The act does not impose cruel and unusual punishment. A constitutional provision prohibiting the infliction of cruel and unusual punishment is directed against punishment of a barbarous character, involving torture, such as drawing and quartering the culprit, burning at the stake, cutting off the nose, ears or limbs, and the like, and such punishments as were regarded as cruel and unusual at the time the Constitution was adopted. In State v. Felin, which was a criminal case, it was expressly held that an asexualization operation, vasectomy in that case, was not a cruel punishment. This Court held in the Weems Case, that the provision of the federal Constitution (Amendment VIII) does not apply to state legislatures.
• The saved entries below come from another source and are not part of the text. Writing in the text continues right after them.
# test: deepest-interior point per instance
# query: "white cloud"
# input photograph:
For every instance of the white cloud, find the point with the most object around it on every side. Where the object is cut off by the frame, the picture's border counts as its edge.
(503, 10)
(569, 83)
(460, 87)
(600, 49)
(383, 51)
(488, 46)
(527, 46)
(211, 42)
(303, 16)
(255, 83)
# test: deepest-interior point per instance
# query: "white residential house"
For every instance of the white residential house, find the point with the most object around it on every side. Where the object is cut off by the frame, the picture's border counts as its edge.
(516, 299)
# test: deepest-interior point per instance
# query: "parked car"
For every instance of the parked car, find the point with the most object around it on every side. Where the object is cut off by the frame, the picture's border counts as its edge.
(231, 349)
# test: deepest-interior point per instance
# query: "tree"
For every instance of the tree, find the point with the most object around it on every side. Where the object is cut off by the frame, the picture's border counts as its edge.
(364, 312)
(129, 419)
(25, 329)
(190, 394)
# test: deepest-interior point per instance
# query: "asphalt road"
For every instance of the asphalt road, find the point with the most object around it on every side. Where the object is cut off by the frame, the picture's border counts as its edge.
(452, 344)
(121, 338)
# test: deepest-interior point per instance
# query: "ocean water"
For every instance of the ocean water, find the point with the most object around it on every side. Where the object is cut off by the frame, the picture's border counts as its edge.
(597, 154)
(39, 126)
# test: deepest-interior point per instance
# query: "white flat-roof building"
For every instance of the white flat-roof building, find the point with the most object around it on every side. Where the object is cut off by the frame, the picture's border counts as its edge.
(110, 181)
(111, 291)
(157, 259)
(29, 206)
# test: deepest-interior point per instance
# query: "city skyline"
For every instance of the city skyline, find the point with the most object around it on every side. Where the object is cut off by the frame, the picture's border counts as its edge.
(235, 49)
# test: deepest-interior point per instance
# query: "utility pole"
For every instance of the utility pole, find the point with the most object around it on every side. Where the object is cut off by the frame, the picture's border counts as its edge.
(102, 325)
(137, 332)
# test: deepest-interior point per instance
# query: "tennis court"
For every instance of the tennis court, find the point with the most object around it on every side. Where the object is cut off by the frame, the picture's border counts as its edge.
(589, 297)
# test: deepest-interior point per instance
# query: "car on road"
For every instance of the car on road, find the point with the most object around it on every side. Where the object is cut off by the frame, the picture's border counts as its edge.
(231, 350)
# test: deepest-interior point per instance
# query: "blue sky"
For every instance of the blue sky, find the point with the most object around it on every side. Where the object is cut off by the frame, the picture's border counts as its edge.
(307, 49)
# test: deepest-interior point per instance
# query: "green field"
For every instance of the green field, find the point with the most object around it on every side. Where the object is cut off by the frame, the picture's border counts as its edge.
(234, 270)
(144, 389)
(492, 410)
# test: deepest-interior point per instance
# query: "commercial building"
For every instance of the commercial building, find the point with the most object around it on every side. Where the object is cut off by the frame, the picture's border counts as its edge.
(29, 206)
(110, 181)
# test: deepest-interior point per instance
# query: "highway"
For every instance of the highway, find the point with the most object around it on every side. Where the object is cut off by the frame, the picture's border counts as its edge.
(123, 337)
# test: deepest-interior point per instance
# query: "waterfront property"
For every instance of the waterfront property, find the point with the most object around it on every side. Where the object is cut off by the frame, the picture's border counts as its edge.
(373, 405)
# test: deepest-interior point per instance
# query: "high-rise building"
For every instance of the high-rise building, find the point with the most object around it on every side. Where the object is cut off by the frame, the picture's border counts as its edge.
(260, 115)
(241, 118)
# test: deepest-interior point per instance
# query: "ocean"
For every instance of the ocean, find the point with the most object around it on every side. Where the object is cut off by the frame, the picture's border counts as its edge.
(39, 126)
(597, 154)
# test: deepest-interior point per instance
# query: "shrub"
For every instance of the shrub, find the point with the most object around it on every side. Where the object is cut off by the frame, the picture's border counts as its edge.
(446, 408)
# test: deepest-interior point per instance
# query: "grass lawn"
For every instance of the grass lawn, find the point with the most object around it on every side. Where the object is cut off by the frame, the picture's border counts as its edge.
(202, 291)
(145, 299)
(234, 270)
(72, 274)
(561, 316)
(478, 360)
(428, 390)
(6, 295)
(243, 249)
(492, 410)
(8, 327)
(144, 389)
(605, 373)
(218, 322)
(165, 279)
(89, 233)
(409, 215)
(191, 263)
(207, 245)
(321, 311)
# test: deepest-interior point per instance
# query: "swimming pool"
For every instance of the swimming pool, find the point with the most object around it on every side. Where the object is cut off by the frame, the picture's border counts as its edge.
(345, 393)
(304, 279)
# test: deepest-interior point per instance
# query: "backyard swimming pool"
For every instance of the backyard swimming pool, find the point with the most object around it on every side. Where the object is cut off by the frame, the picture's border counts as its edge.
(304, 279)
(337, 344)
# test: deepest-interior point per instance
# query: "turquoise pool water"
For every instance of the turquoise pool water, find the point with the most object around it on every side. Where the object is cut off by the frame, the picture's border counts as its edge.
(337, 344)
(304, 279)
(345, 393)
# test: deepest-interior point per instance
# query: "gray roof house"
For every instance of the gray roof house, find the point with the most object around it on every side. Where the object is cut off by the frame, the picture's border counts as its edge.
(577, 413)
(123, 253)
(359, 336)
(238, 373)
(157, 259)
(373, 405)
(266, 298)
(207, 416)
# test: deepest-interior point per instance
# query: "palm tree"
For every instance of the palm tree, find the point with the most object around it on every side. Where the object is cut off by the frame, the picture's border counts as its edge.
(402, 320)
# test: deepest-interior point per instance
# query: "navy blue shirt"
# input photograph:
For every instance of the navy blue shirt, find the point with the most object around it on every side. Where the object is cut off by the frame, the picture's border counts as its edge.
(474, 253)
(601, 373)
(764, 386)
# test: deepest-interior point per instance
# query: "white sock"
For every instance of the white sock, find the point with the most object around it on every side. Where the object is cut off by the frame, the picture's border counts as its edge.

The Act affords due process of law. The Act is a valid exercise of the police power. The courts generally are indisposed to suffer the police power to be impaired or defeated by constitutional limitations. Section 159 of the Constitution of Virginia provides that "the exercise of the police power of the State shall never be abridged." An exercise of the police power analogous to that of the statute here in question may be found in the compulsory vaccination statutes; for there, as here, a surgical operation is required for the protection of the individual and of society; and that requirement has been upheld when imposed upon school children only, those attending public institutions of learning, though not imposed upon the public as a whole. The State may and does confine the feeble minded, thus depriving them of their liberty. When so confined they are by segregation prohibited from procreation--a further deprivation of liberty that goes unquestioned. The appellant is under the Virginia statutes already by law prohibited from procreation. The precise question therefore is whether the State, in its judgment of what is best for appellant and for society, may through the medium of the operation provided for by the sterilization statute restore her to the liberty, freedom and happiness which thereafter she might safely be allowed to find outside of institutional walls. No legal reason appears why a person of full age and sound mind, and even though free from any disease making such operation advisable or necessary, may not by consent have the operation performed for the sole purpose of becoming sterile, thus voluntarily giving up the capacity to procreate. The operation therefore is not legally malum in se. It can only be illegal when performed against the will or contrary to the interest of the patient. Who then is to consent or decide for this appellant whether it be best for her to have this operation? She cannot determine the matter for herself both because being not of full age her judgment is not to be accepted nor would it acquit the surgeon, and because she is further incapacitated by congenital mental defect.
The statute is part of a general plan applicable to all feeble-minded. It may be sustained as based upon a reasonable classification. In Virginia, marriage with the very class here involved, viz., feeble-minded inmates of state institutions, is prohibited, and its consummation visited with heavy penalties of the law. In Wisconsin, a statute requiring male applicants for marriage to file a physician's certificate of freedom from disease was sustained in Peterson v. Widule. The validity of a statute prohibiting the marriage of epileptics was sustained in Gould v. Gould.